Standing mute before the master of dialogue, K.C. Constantine

Reading K.C. Constantine can make you wonder why you’d bother to write crime stories. Maybe musicians feel that way when they listen to Beethoven or Prince, artists when they look at Rembrandt or Kiefer.

Artists can inspire you to become creative yourself, or remove the incentive by being totally intimidating.

Joni Mitchell made this point obliquely in an interview, talking about short story writers Raymond Carver and Alice Munro. “I’ve been a frustrated short story writer, but whereas Carver makes me think I can write short stories, Munro makes me think I can’t.”

Mitchell’s quote came to mind as I was reading K.C. Constantine’s Upon Some Midnights Clear.

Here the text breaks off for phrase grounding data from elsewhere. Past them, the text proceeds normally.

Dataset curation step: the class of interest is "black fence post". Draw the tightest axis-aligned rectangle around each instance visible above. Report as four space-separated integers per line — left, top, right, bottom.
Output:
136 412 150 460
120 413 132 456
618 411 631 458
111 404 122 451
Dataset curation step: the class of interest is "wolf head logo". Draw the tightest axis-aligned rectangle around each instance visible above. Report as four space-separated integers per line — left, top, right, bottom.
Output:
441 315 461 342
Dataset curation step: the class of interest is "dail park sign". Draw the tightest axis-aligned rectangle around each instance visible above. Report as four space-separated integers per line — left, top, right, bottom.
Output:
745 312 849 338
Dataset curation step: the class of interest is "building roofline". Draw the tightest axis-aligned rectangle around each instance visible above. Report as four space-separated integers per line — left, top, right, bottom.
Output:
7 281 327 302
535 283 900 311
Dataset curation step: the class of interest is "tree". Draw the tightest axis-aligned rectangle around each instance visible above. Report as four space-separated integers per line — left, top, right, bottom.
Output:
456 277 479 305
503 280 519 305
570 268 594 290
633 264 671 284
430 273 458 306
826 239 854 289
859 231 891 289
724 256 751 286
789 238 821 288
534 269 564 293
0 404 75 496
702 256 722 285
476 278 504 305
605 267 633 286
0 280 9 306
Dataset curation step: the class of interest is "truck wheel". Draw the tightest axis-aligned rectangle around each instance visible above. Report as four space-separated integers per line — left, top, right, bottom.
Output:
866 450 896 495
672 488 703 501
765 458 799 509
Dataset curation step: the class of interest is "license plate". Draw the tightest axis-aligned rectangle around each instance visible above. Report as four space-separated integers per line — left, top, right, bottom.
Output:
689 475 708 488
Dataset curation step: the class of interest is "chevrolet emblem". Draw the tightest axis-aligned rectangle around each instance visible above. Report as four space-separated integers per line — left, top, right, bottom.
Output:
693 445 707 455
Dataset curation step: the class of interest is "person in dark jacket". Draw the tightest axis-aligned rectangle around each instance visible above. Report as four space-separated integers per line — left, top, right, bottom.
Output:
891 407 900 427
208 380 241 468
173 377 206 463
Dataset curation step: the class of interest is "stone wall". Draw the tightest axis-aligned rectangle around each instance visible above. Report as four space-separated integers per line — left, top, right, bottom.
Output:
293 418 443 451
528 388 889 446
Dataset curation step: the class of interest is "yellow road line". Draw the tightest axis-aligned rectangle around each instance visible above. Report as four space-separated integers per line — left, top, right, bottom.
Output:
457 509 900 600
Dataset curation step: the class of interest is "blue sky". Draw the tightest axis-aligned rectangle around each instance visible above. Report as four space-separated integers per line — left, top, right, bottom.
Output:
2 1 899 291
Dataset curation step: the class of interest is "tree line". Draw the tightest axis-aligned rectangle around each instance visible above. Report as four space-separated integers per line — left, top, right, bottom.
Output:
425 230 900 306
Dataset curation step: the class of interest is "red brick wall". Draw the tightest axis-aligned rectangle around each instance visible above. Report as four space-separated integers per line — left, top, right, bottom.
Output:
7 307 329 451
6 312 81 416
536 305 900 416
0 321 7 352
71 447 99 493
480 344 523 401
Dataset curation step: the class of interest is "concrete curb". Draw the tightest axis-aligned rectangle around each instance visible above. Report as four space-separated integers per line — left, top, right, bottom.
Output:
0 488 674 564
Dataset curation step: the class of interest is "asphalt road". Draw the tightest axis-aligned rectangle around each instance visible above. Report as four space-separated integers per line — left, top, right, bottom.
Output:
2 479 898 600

Published in 1985, it’s the seventh book in the series featuring Mario Balzic, police chief in the fictitious town of Rocksburg, Pennsylvania.

It’s not necessarily any better than the other books in the series, at least not the 12 I’ve read so far. (Apart from Bottom Liner Blues, which was an uncharacteristic misstep.) However, I hadn’t read one for a while, so I was struck afresh by what a great writer Carl Constantine Kosak really is.

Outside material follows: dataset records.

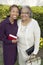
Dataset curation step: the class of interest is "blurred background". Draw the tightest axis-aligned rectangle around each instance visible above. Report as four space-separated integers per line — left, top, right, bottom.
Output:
0 0 43 65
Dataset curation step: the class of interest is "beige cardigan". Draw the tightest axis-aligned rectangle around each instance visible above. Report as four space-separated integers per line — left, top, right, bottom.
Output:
17 18 41 55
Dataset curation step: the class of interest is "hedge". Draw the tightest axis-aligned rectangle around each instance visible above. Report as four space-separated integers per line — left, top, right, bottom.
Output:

After years of keeping his identity secret, K.C. Constantine has now seemingly been identified beyond doubt. Mr Kosak he may be to his wife and accountant, but to me and a legion of readers he’s Mr Constantine and will remain so.

While his books are nominally police procedurals, plot never comes first in a K.C. Constantine novel. They’re firstly about character, then about social issues. These are the valuable beads threaded together by workmanlike plotlines.

The most impressive single aspect of Constantine’s writing is his supreme mastery of dialogue. K.C. Constantine can have a page or two of dialogue, three people talking, without a single “he said” or anything outside the dialogue to identify the characters. You can tell who’s speaking by what they say and, most impressively, by how they say it. Speech patterns are all Constantine needs to paint a character.

It’s when reading a scene like this that one can despair and threaten to break your quill and overturn your inkwell.